Longitudinal individual response profiles could exhibit a mixture of two or more phases of increase or decrease in trend throughout the follow-up period, with one or more unknown transition points (changepoints). The detection and estimation of these changepoints is crucial. Most of the proposed statistical methods for detecting and estimating changepoints in literature rely on distributional assumptions that may not hold. In this case, a good alternative is to use a robust approach; the quantile regression model. There are methods in the literature to deal with quantile regression models with a changepoint. These methods ignore the within-subject dependence of longitudinal data.

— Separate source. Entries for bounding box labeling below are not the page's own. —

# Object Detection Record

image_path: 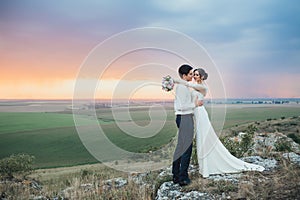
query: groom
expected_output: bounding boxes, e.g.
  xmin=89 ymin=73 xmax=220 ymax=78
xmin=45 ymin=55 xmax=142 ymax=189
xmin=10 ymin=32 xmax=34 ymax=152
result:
xmin=172 ymin=64 xmax=203 ymax=186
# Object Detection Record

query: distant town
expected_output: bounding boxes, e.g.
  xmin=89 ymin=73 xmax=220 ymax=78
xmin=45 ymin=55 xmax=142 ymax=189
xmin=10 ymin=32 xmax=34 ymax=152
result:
xmin=87 ymin=98 xmax=300 ymax=109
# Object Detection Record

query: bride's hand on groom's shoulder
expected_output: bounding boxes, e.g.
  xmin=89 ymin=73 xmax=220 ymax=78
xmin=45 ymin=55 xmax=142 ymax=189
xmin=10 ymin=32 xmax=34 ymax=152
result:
xmin=195 ymin=97 xmax=204 ymax=107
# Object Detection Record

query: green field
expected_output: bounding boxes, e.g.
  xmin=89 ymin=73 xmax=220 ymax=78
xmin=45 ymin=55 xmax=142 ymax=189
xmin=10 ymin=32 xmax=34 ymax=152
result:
xmin=0 ymin=106 xmax=300 ymax=168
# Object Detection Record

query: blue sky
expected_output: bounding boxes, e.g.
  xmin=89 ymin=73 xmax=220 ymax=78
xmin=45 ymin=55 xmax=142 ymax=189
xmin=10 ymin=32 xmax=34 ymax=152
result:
xmin=0 ymin=0 xmax=300 ymax=98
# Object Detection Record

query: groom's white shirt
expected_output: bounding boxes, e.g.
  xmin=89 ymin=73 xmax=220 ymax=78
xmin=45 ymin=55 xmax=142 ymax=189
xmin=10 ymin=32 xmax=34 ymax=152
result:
xmin=174 ymin=84 xmax=195 ymax=115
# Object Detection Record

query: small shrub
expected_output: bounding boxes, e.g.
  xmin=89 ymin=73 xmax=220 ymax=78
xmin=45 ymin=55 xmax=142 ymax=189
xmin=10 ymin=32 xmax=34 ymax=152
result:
xmin=0 ymin=154 xmax=34 ymax=178
xmin=220 ymin=124 xmax=257 ymax=158
xmin=288 ymin=133 xmax=300 ymax=144
xmin=274 ymin=138 xmax=292 ymax=152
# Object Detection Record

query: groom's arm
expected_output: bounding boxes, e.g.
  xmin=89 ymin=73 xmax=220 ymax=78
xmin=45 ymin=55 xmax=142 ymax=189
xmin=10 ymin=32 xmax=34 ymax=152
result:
xmin=175 ymin=87 xmax=197 ymax=112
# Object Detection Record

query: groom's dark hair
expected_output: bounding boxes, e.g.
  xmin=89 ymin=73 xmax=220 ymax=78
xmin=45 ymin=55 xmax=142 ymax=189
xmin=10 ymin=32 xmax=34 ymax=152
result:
xmin=178 ymin=64 xmax=193 ymax=78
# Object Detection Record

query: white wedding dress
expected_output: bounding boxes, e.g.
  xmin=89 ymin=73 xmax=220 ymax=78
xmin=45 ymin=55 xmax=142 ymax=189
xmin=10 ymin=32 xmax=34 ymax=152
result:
xmin=192 ymin=85 xmax=264 ymax=177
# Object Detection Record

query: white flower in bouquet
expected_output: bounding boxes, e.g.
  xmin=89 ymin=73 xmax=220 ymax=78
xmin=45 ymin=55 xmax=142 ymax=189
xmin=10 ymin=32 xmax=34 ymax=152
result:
xmin=162 ymin=75 xmax=174 ymax=92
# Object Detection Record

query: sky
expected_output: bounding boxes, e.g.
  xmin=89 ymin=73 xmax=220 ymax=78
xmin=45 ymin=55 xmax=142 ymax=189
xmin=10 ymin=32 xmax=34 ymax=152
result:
xmin=0 ymin=0 xmax=300 ymax=99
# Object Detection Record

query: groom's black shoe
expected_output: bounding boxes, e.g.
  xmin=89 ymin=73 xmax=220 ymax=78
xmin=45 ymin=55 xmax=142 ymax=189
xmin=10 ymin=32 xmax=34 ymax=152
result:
xmin=179 ymin=179 xmax=191 ymax=186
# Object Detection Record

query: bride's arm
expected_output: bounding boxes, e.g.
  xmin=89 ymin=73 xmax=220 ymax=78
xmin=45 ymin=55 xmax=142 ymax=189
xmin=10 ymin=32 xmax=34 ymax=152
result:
xmin=174 ymin=79 xmax=207 ymax=96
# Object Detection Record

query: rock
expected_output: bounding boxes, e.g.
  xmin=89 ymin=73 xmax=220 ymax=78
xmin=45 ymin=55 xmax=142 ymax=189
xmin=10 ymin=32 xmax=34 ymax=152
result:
xmin=208 ymin=173 xmax=242 ymax=184
xmin=282 ymin=152 xmax=300 ymax=165
xmin=155 ymin=181 xmax=211 ymax=200
xmin=104 ymin=177 xmax=128 ymax=188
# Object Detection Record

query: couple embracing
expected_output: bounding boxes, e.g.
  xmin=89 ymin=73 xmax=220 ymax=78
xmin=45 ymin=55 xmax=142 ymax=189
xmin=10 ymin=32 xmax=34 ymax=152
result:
xmin=172 ymin=64 xmax=264 ymax=186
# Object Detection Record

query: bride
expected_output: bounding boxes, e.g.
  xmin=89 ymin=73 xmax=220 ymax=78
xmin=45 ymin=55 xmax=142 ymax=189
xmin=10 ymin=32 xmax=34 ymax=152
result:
xmin=174 ymin=68 xmax=264 ymax=178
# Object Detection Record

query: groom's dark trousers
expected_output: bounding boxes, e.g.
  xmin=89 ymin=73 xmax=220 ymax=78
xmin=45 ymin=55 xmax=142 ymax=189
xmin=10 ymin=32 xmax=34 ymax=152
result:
xmin=172 ymin=114 xmax=194 ymax=181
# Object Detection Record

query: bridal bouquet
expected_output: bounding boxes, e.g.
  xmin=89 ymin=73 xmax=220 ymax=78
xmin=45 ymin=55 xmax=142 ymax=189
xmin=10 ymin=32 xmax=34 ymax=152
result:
xmin=162 ymin=75 xmax=174 ymax=92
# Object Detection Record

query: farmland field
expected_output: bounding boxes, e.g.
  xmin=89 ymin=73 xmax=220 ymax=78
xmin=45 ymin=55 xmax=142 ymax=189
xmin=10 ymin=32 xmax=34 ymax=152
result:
xmin=0 ymin=105 xmax=300 ymax=168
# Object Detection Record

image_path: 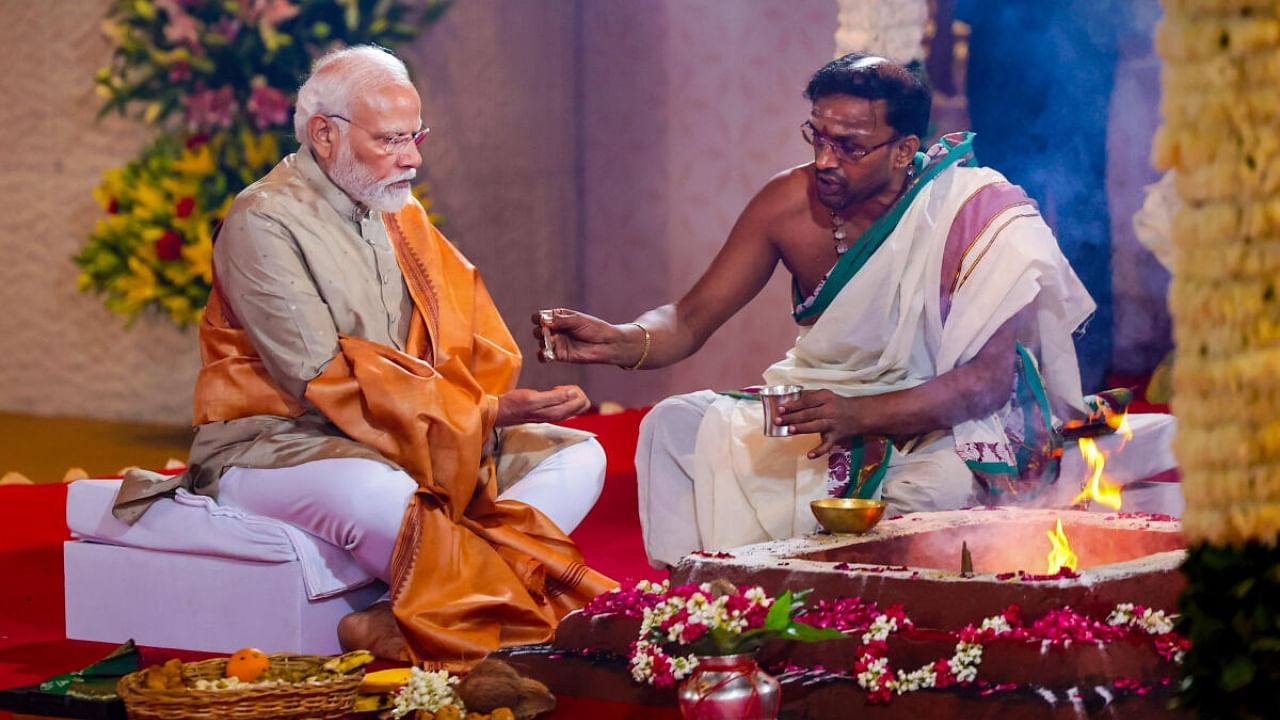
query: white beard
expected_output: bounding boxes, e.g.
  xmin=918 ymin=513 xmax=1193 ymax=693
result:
xmin=329 ymin=138 xmax=417 ymax=213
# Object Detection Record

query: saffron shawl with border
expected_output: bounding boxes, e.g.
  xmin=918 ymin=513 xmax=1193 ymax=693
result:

We propose a mixed effects quantile regression model with changepoints to account for dependence structure in the longitudinal data. Fixed effects parameters, in addition to the location of the changepoint, are estimated using the profile estimation method. The stochastic approximation EM algorithm is proposed to estimate the fixed effects parameters exploiting the link between an asymmetric Laplace distribution and the quantile regression. In addition, the location of the changepoint is estimated using the usual optimization methods.

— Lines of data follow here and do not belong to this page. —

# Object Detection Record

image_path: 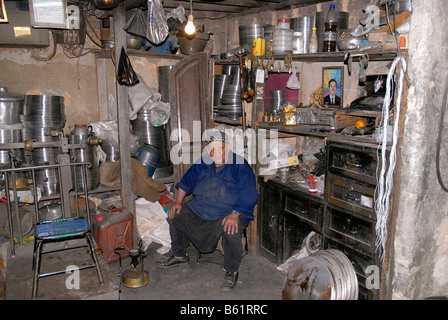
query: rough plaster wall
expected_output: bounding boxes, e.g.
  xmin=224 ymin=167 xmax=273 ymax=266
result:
xmin=392 ymin=0 xmax=448 ymax=299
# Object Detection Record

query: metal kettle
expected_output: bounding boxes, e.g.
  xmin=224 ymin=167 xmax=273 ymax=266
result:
xmin=114 ymin=241 xmax=149 ymax=288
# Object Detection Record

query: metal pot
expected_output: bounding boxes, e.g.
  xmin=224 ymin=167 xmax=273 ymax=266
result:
xmin=0 ymin=87 xmax=25 ymax=124
xmin=178 ymin=37 xmax=208 ymax=55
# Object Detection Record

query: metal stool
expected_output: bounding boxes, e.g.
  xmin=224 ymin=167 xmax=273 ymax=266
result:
xmin=32 ymin=218 xmax=104 ymax=299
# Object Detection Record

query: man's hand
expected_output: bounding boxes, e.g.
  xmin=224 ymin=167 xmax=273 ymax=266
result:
xmin=222 ymin=212 xmax=239 ymax=234
xmin=168 ymin=203 xmax=182 ymax=219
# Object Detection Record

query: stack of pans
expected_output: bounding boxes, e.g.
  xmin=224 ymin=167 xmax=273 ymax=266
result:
xmin=68 ymin=124 xmax=100 ymax=191
xmin=131 ymin=109 xmax=173 ymax=179
xmin=0 ymin=87 xmax=25 ymax=169
xmin=218 ymin=84 xmax=242 ymax=120
xmin=291 ymin=16 xmax=315 ymax=53
xmin=238 ymin=24 xmax=269 ymax=48
xmin=213 ymin=74 xmax=233 ymax=117
xmin=316 ymin=11 xmax=349 ymax=52
xmin=21 ymin=95 xmax=65 ymax=195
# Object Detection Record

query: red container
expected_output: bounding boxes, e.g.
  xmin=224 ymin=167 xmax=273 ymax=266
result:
xmin=93 ymin=208 xmax=134 ymax=263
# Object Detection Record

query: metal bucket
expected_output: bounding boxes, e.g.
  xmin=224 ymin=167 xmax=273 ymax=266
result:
xmin=131 ymin=110 xmax=173 ymax=179
xmin=282 ymin=249 xmax=359 ymax=300
xmin=0 ymin=87 xmax=25 ymax=124
xmin=315 ymin=11 xmax=349 ymax=52
xmin=68 ymin=124 xmax=100 ymax=191
xmin=238 ymin=24 xmax=270 ymax=48
xmin=135 ymin=143 xmax=160 ymax=178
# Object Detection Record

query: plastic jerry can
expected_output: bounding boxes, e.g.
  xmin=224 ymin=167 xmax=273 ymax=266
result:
xmin=93 ymin=208 xmax=134 ymax=263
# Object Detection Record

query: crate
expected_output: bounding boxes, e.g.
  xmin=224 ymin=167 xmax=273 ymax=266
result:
xmin=297 ymin=108 xmax=334 ymax=126
xmin=334 ymin=110 xmax=383 ymax=130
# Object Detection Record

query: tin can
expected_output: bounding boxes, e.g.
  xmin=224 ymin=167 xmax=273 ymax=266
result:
xmin=252 ymin=38 xmax=266 ymax=56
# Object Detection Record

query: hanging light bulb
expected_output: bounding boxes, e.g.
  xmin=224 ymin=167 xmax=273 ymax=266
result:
xmin=185 ymin=0 xmax=196 ymax=36
xmin=185 ymin=14 xmax=196 ymax=36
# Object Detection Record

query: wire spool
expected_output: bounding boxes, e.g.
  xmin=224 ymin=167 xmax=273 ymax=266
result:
xmin=282 ymin=249 xmax=359 ymax=300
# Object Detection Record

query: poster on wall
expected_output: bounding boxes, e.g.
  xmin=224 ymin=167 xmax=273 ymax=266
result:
xmin=322 ymin=67 xmax=344 ymax=108
xmin=0 ymin=0 xmax=8 ymax=22
xmin=29 ymin=0 xmax=69 ymax=29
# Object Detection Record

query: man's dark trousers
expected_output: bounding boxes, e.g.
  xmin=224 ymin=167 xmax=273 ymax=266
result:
xmin=168 ymin=204 xmax=247 ymax=272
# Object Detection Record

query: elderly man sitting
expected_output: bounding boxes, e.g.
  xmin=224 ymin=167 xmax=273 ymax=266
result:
xmin=159 ymin=131 xmax=258 ymax=291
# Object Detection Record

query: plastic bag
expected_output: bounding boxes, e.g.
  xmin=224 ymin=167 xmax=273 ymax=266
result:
xmin=124 ymin=9 xmax=146 ymax=38
xmin=117 ymin=47 xmax=139 ymax=86
xmin=146 ymin=0 xmax=169 ymax=45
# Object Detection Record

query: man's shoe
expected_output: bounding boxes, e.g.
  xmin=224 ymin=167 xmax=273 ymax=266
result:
xmin=221 ymin=271 xmax=238 ymax=291
xmin=158 ymin=255 xmax=190 ymax=268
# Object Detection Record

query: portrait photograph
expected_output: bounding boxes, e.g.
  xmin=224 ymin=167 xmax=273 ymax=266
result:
xmin=0 ymin=0 xmax=8 ymax=22
xmin=322 ymin=67 xmax=344 ymax=108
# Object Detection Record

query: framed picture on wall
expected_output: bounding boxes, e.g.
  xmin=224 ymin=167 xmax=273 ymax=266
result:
xmin=0 ymin=0 xmax=8 ymax=22
xmin=322 ymin=67 xmax=344 ymax=108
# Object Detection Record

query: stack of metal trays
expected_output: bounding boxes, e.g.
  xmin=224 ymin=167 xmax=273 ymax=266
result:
xmin=315 ymin=11 xmax=349 ymax=52
xmin=0 ymin=87 xmax=25 ymax=169
xmin=21 ymin=95 xmax=65 ymax=195
xmin=131 ymin=109 xmax=173 ymax=179
xmin=291 ymin=16 xmax=316 ymax=53
xmin=218 ymin=84 xmax=242 ymax=120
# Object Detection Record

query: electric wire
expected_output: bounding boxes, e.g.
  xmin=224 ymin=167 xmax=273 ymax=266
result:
xmin=436 ymin=75 xmax=448 ymax=192
xmin=375 ymin=57 xmax=407 ymax=260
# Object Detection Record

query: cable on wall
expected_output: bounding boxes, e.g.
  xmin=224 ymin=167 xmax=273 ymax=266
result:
xmin=375 ymin=57 xmax=407 ymax=260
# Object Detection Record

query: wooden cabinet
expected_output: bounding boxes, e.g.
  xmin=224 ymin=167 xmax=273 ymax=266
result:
xmin=169 ymin=53 xmax=212 ymax=184
xmin=258 ymin=177 xmax=324 ymax=264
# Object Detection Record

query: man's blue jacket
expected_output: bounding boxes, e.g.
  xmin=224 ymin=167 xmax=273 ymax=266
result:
xmin=176 ymin=151 xmax=258 ymax=224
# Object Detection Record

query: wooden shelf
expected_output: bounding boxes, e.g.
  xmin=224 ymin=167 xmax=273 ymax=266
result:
xmin=257 ymin=122 xmax=386 ymax=144
xmin=215 ymin=50 xmax=398 ymax=64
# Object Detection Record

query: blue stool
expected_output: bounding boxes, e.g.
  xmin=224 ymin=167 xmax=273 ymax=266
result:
xmin=32 ymin=217 xmax=104 ymax=299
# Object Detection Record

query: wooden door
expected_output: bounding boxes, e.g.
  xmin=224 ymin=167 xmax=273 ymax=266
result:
xmin=169 ymin=52 xmax=212 ymax=185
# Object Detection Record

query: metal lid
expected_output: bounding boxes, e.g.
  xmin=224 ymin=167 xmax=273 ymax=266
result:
xmin=0 ymin=86 xmax=25 ymax=101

A simulation study shows that the proposed estimation and inferential procedures perform reasonably well in finite samples. The practical use of the proposed model is illustrated using COVID-19 data. The data focus on the effect of global economic and health factors on the monthly death rate due to COVID-19 from 1 April 2020 to 30th April 2021. the results show a positive effect on the monthly number of patients with COVID-19 in intensive care units (ICUs) for both 0.5th and 0.8th quantiles of new monthly deaths per million. The stringency index, hospital beds, and diabetes prevalence have no significant effect on both 0.5th and 0.8th quantiles of new monthly deaths per million.